The disconnect between material advancement and psychological health

We live in a paradoxical historical era. If we look at objective statistics, the average Western human being has access to comforts that the kings of centuries ago could not even dream of: clean water, air conditioning, antibiotics, unlimited access to information, instant entertainment, and very high relative physical security. However, mental health indicators do not reflect this material well-being.

Rates of suicide, depression, anxiety and psychotropic drug use are at record highs and continue to rise.

ACT posits that this phenomenon is due to a misapplication of our cognitive tools.

The human mind is a brilliant machine for solving external problems: if it is cold, we build a house; if there is an infection, we create a drug.

We have learned that if we don't like something in the physical world, we can fix it, eliminate it or avoid it.

The fatal error occurs when we apply this same "problem-solving" logic to our internal world.

When we feel an emotion we don't like (anxiety, sadness), we assume it is a "problem" that must be eliminated, just as we would eliminate a termite infestation at home. But thoughts and emotions don't work that way; they are not physical objects.

By trying to "fix" or suppress them using the same rules we use for the outside world, we often exacerbate suffering, creating a society that has everything material but lacks the ability to be with itself.

Deconstructing the Myth of Constant Happiness

Our Western culture and the wellness industry have sold us a very damaging narrative: the natural state of being human should be happiness, and if you are not happy, calm and content most of the time, it means you are "broken," sick or doing something wrong.

We are bombarded with messages that we should pursue happiness at all costs. ACT argues that this is biologically and evolutionarily false.

Our mind did not evolve to make us happy; it evolved to make us survive in a hostile environment.

The default mind is a mind that looks for dangers, that compares, that foresees the worst to protect us. Emotions are like the weather: they change continuously.

Expecting it to always be sunny (happiness) is not only unrealistic, but leads us to become frustrated every time it rains (sadness).

By assuming that "normality" is constant happiness, we pathologize normal human experiences.

Feeling fear in the face of uncertainty is normal; feeling sadness in the face of loss is normal.

Therapy proposes to abandon the hedonistic pursuit of happiness (understood as feeling good all the time) because it is a trap that leads to avoidance.

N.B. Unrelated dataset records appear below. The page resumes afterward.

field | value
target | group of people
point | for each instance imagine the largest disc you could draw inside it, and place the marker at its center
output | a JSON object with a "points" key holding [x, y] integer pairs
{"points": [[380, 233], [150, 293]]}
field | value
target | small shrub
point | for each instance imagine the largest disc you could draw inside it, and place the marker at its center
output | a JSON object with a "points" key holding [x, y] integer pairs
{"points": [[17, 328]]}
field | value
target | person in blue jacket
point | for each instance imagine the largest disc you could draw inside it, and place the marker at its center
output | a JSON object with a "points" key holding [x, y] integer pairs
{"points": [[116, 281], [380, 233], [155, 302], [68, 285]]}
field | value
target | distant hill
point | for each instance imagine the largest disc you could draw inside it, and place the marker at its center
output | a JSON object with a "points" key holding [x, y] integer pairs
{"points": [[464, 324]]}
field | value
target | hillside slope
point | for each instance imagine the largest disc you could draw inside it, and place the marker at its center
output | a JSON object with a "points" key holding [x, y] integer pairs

Instead, it proposes to seek eudaimonic happiness: a sense of purpose and vitality that comes from living coherently with our values, accepting that this path will include sunny days and stormy days.

Summary

We live in a historical paradox where high material well-being and physical security coexist with deteriorating mental health indicators, showing increasing rates of suicide, depression and anxiety.

This phenomenon arises from misapplying the problem-solving logic of the physical world to the internal world, attempting to eliminate unpleasant emotions as if they were external threats or breakdowns.

ACT challenges the cultural narrative of constant happiness, arguing that the mind evolved for survival, not well-being, and proposes seeking a purposeful (eudaimonic) life.